In Darkness
In Darkness is certainly an apt title for the latest from Europa, Europa director Agnieszka Holland: It describes the film on every level, from the physical to the emotional and spiritual. Set in 1943 German-occupied Poland, amid the liquidation of the Jewish ghetto in Lvov, it follows a mob of frightened Jews into the sewers, where they hope to escape the slaughter above ground. The broad strokes of atrocity, danger, soul-searching, ethical exploration, and lost-and-found courage are familiar from many Holocaust-related and other wartime films. But the details—taken from real events, chronicled in Robert Marshall’s In The Sewers Of Lvov and Krystyna Chiger’s memoir The Girl In The Green Sweater—give the familiar elements a fresh intensity, while the cramped, lightless, sewage-filled surroundings fill the film with choking claustrophobia.
Robert Wieckiewicz stars as a Polish sewer inspector and part-time housebreaker who happens across a group of men drilling a hole from a ghetto home into the sewers; he quickly comes to terms with them, smelling money if he accepts their bribes, more if he serves as their guide, and still more if he decides to turn them over to the Germans at some point. Meanwhile, their group—particularly capable tough guy Benno Fürmann, prim upper-class father and husband Herbert Knaup, and lusty Marcin Bosak, who chose to rescue his mistress rather than his wife and child—debates whether to trust Wieckiewicz or kill him outright. When the massacre begins and a mob retreats to the sewers, desperate need decides the issue for the refugees. Wieckiewicz, meanwhile, still has to contend with increasing danger from the Nazis, the demands of a reward-hungry Ukrainian friend on the hunt for hidden Jews, and the disapproval of his wife (Kinga Preis), who chides Wieckiewicz for his inhumanity toward Jews until she learns he’s actually helping some of them. Then she metastasizes into one of cinema’s stock “Why won’t you stop doing the right thing? You’re tearing our family apart!” machines.
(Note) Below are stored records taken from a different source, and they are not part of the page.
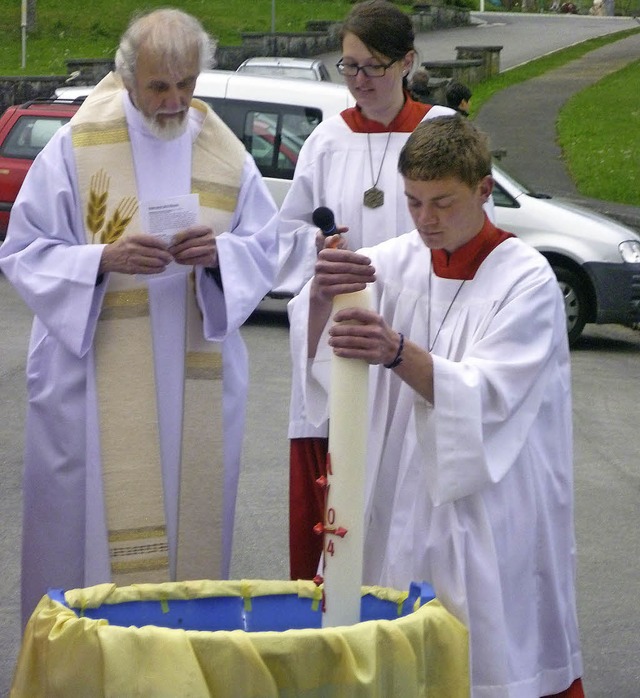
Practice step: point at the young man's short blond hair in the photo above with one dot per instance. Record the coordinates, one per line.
(443, 147)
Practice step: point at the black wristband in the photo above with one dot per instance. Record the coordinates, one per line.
(398, 357)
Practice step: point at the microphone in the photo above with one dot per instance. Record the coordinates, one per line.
(325, 220)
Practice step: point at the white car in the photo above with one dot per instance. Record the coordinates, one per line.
(596, 259)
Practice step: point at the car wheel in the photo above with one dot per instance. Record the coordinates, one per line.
(575, 301)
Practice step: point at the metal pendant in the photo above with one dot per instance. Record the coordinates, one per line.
(373, 198)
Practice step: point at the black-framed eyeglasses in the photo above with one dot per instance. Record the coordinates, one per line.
(350, 70)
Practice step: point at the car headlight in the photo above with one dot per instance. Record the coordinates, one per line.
(630, 251)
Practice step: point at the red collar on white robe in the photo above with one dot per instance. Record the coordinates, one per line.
(406, 119)
(464, 262)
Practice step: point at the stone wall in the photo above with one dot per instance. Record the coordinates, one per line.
(320, 37)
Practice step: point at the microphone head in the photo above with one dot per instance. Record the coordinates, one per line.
(325, 220)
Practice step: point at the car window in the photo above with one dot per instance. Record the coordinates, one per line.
(272, 133)
(30, 134)
(276, 71)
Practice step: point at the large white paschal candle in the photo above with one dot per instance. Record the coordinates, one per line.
(344, 510)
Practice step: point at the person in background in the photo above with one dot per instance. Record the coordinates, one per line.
(348, 164)
(469, 475)
(458, 97)
(142, 239)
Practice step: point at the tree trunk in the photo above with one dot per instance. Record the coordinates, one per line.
(31, 15)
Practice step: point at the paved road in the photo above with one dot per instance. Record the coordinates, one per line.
(522, 37)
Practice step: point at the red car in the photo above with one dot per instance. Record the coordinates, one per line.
(24, 131)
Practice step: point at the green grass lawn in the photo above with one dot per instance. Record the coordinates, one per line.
(75, 30)
(598, 129)
(599, 133)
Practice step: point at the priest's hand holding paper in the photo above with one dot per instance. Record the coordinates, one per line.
(195, 246)
(138, 253)
(359, 333)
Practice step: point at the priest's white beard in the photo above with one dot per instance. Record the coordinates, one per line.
(168, 129)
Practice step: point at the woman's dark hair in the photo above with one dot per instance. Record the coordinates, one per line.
(382, 27)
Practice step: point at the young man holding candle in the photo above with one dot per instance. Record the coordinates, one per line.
(469, 461)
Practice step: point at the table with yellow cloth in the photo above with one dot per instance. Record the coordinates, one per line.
(65, 653)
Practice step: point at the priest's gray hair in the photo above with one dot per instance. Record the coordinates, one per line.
(171, 33)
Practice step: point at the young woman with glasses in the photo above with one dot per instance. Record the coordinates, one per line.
(350, 165)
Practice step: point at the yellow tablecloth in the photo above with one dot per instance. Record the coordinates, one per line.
(63, 655)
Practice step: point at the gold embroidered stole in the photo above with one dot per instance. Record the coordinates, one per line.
(127, 395)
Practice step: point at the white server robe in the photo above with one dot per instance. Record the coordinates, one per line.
(45, 257)
(475, 492)
(334, 170)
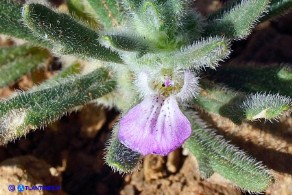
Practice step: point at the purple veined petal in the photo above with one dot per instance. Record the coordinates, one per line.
(136, 127)
(172, 128)
(154, 126)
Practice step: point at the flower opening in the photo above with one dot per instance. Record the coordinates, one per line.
(157, 125)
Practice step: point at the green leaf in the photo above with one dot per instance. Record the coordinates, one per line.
(266, 106)
(199, 55)
(108, 12)
(236, 21)
(277, 8)
(40, 106)
(11, 22)
(20, 60)
(220, 100)
(253, 78)
(66, 35)
(226, 159)
(83, 11)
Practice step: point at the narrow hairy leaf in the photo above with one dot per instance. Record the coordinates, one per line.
(11, 22)
(236, 21)
(226, 159)
(66, 35)
(38, 107)
(25, 60)
(131, 5)
(277, 7)
(119, 157)
(266, 106)
(253, 78)
(125, 42)
(9, 54)
(220, 100)
(199, 55)
(108, 12)
(82, 10)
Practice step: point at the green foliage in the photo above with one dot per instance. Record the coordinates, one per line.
(276, 8)
(219, 156)
(66, 35)
(236, 20)
(220, 100)
(36, 108)
(19, 60)
(107, 11)
(153, 36)
(266, 106)
(11, 22)
(81, 9)
(252, 78)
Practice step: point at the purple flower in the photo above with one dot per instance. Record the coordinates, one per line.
(157, 125)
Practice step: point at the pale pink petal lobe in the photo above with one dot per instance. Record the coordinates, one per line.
(172, 128)
(137, 126)
(154, 126)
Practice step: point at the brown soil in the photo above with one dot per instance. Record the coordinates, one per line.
(70, 151)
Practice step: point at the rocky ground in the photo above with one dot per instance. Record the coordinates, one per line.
(69, 153)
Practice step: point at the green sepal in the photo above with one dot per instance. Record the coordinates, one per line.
(66, 35)
(226, 159)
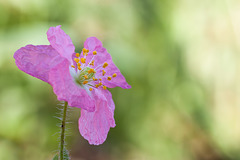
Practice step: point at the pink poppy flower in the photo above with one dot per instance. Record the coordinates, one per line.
(80, 79)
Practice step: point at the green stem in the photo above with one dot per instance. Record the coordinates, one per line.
(63, 126)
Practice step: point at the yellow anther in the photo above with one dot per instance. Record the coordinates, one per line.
(92, 63)
(84, 50)
(105, 65)
(76, 60)
(83, 60)
(115, 75)
(77, 55)
(104, 72)
(91, 70)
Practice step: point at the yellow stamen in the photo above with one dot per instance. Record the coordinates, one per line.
(83, 60)
(105, 65)
(91, 70)
(92, 63)
(84, 50)
(77, 55)
(104, 72)
(76, 60)
(115, 75)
But while In Darkness sticks to formula, it brings across that formula effectively. Wieckiewicz gradually surrenders to his own humanity, but with a strong current of self-preservation, and no cloying sentiment; even as he expresses affection and concern for Knaup’s young children, he’s still charging them for his help. The refugees tend to blur together at first—they’re a large group, and it can be hard to tell them apart in darkness—but Holland gives them time to distinguish themselves, and portrays them as quarrelsome, selfish, realistic people, rather than noble paper saints. Holland is no stranger to grimy authenticity, having transitioned from gritty arthouse films to directing episodes of The Wire, The Killing, and Treme, and here, she focuses on emotions without overselling the uplift, and without losing sight of the little details, like how the sewer refugees amuse themselves and their children, or how they become casually inured to the rats as the months pass. In a genre where the broad details have become this familiar, it’s the small, needling ones that count.